Knowing this, transdisciplinary researchers from Drexel University investigated how nature relatedness – simply feeling connected with the natural world – benefits dietary diversity and fruit and vegetable intake, in a study recently published the American Journal of Health Promotion.
“Nature relatedness has been associated with better cognitive, psychological and physical health and greater levels of environmental stewardship. Our findings extend this list of benefits to include dietary intake,” said Brandy-Joe Milliron, PhD, an associate professor in Drexel’s College of Nursing and Health Professions and lead author of the publication.
“We found people with higher nature relatedness were more likely to report healthful dietary intake, including greater dietary variety and higher fruit and vegetable consumption.”
The research team surveyed over 300 adults in Philadelphia to measure their self-reported connection to nature, including their experience with and perspective of nature, and the foods and beverages they had consumed the previous day to assess their dietary diversity and estimate their daily fruit and vegetable consumption.
Survey participants mirrored demographic characteristics (gender, income, education and race) of Philadelphia, as of the 2010 census.
The data were collected between May and August 2017. The results of the survey showed that participants with a stronger connection to nature reported a more varied diet and ate more fruits and vegetables.
“This work can impact health promotion practices in two ways,” said Milliron. “First, nature-based health promotion interventions may increase nature relatedness across the lifespan and potentially improve dietary intake.
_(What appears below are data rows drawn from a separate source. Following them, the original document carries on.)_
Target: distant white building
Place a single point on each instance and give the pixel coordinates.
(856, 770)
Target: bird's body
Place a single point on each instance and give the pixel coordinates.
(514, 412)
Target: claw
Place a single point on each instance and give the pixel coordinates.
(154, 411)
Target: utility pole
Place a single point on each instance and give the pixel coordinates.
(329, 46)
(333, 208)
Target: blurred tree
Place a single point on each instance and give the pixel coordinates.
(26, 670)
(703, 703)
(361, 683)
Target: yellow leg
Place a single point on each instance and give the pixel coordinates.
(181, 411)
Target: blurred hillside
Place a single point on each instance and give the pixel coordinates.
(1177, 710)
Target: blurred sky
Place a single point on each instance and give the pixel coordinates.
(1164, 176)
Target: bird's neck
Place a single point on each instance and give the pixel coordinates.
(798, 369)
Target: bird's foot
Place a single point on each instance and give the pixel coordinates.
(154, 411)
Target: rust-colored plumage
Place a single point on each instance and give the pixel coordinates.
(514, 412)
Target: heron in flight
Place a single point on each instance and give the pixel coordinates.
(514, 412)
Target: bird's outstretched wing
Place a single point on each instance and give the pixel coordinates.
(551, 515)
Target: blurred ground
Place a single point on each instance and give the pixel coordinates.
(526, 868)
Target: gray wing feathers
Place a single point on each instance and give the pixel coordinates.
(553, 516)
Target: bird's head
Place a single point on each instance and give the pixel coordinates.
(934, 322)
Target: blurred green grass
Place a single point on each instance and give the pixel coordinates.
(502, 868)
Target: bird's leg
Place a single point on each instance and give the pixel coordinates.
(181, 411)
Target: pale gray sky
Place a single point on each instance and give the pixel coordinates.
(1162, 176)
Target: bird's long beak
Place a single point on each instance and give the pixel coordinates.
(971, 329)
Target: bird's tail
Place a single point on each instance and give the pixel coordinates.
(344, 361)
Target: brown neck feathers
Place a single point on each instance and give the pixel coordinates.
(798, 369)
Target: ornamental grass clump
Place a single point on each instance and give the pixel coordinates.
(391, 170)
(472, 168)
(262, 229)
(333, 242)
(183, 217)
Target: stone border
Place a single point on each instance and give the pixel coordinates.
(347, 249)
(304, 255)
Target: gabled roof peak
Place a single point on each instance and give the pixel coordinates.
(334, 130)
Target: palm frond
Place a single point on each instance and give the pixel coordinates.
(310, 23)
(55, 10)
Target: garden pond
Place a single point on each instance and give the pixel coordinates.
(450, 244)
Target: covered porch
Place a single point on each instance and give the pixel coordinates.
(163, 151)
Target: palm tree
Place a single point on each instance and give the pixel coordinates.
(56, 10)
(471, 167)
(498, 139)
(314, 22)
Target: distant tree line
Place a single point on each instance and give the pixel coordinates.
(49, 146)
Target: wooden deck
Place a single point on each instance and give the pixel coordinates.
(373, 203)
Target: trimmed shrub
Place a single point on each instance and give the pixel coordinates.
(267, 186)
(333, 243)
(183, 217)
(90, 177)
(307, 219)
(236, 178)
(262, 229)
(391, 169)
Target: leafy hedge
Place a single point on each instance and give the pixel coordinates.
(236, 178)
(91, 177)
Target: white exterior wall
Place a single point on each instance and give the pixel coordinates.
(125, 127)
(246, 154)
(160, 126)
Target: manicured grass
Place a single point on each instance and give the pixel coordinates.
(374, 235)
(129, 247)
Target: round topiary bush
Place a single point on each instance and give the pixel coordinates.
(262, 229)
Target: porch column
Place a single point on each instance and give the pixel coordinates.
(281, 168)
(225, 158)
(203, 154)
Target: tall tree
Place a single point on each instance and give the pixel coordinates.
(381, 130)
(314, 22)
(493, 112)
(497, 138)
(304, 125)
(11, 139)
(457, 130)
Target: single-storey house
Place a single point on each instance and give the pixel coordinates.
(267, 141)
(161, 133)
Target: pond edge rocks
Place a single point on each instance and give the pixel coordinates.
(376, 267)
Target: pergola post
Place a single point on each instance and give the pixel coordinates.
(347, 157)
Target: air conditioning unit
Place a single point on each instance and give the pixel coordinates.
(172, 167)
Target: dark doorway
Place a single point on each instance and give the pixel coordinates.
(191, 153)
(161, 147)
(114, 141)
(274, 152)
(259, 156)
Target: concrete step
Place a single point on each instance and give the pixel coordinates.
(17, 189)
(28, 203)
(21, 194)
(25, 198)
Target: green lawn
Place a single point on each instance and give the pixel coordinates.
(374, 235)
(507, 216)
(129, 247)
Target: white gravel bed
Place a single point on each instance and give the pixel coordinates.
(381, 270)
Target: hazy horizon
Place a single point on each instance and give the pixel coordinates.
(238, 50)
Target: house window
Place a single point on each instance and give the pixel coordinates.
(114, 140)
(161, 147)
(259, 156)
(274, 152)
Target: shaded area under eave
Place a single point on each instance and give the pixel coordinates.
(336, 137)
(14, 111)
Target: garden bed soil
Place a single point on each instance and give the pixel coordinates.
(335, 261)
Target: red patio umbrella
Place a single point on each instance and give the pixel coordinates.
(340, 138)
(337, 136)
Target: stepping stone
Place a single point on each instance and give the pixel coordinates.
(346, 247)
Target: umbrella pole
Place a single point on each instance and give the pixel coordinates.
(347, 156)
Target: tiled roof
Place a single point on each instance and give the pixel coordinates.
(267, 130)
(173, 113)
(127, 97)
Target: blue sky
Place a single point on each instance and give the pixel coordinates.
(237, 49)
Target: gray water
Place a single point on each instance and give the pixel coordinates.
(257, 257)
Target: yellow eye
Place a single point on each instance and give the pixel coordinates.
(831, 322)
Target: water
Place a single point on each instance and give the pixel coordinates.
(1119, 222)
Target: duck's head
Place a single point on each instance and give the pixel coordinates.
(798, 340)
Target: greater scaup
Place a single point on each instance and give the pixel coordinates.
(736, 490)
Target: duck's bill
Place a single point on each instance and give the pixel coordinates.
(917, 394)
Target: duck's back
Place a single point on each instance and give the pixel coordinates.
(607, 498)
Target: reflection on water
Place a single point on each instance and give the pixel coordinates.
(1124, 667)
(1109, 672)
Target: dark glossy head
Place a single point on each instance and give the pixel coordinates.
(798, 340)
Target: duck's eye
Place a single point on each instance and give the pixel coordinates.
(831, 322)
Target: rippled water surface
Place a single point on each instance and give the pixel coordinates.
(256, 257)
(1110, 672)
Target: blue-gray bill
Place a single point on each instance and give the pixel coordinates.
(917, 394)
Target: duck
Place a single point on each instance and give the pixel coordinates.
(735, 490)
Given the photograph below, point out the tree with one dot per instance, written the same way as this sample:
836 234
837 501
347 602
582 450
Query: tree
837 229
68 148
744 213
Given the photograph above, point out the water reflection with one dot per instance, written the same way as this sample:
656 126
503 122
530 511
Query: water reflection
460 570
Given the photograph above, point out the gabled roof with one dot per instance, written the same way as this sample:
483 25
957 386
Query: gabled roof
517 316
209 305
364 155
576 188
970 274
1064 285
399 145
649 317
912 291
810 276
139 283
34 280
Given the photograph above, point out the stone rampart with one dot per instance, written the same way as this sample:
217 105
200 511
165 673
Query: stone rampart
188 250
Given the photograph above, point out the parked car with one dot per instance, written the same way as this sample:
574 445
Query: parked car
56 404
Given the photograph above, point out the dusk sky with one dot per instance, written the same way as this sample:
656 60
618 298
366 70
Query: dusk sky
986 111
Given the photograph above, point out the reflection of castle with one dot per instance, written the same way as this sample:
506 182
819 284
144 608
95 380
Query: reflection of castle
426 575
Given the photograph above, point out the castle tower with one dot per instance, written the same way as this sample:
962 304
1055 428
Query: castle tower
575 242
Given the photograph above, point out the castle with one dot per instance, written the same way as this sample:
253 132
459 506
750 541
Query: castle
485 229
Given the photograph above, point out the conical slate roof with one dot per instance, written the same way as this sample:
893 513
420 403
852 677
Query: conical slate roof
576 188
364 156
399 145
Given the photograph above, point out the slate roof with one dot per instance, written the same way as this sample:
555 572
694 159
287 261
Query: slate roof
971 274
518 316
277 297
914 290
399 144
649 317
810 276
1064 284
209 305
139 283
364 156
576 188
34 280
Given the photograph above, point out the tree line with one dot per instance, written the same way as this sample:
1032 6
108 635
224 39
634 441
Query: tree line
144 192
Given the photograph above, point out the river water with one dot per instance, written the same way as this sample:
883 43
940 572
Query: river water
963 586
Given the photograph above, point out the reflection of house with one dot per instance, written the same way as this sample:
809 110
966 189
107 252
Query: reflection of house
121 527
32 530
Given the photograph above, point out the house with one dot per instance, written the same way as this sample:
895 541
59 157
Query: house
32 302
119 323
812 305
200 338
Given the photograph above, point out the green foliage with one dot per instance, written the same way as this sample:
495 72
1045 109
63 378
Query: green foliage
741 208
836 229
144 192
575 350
And second, augmenting dietary interventions with nature-based activities may lead to greater improvements in dietary quality.”
The research team added that these findings highlight the potential for leveraging nature-based experiences or interventions such as incorporating green spaces or urban greening into city planning, integrating nature- and park-prescription programs into healthcare practices (similar to the Canadian model) and promoting nature-based experiences in the classroom settings, among many others.
But, the researchers noted, while improving dietary intake through nature-based interventions may be valuable, it is also complex.
“Future research should explore the ways different communities experience and value nature,” said Dane Ward, PhD, assistant teaching professor in the College of Arts and Sciences and co-author of the study.
“It needs to include how the intersections of environment, culture, race, history (including connection to land), social cohesion and other social and economic factors influence community identity relative to nature relatedness and dietary intake.”
About this nature and well-being research news
Author: Annie Corp
sources: Drexel University
Contact: Annie Korp – Drexel University
Image: The image is in the public domain
OriginalResearch: Closed access.
“Nature Relatedness Is Positively Associated With Dietary Diversity and Fruit and Vegetable Intake in an Urban Population” by Brandy-Joe Milliron et al. American Journal of Health Promotion
Nature Relatedness Is Positively Associated With Dietary Diversity and Fruit and Vegetable Intake in an Urban Population
Feeling connected to nature, or nature relatedness (NR), can positively impact physical and psychological well-being. However, the relationship between NR and dietary behaviors has not been studied. This research examined the relationship between NR and dietary behaviors, including dietary diversity and fruit and vegetable intake.
The NR Scale was used to measure participants’ connection to nature. It includes 21 items across three subscales: self, experience, and perspective (total and subscales range from 1 to 5). Dietary diversity was assessed using the FAO’s standardized tool (scores range from 0 to 9). To calculate dietary diversity, reported food groups were aggregated into nine food categories: starchy staples; dark green leafy vegetables; vitamin A rich fruits/vegetables; other fruits/vegetables; organ meat; meat/fish; eggs legumes, nuts/seeds; and milk products. The NCI’s 2-item CUP Fruit and Vegetable Screener was used to estimate daily fruit and vegetable intake (cups/day), and socio-demographic questions were asked.
Simple and multivariable regression models were used to examine associations between NR Total and subscale scores with dietary diversity scores and fruit and vegetable intake with NR Total scores and subscale scores. The multivariable models were adjusted for age, race, gender, and income.
People with higher NR Total (P < .001), NR Self (P < .001), NR Perspective (P = .002), and NR Experience (P = .002) were more likely to report greater dietary diversity. Those with higher NR Total (P < .001), NR Self (P < .001), and NR Experience (P < .001) reported greater fruit and vegetable intake. Associations remained significant after adjusting for covariates.
NR was associated with better dietary intake after accounting for socio-demographic indicators. These findings highlight the need for health promotion interventions that enhance NR, such as nature prescription initiatives, urban gardening and greening, and immersion in urban green spaces.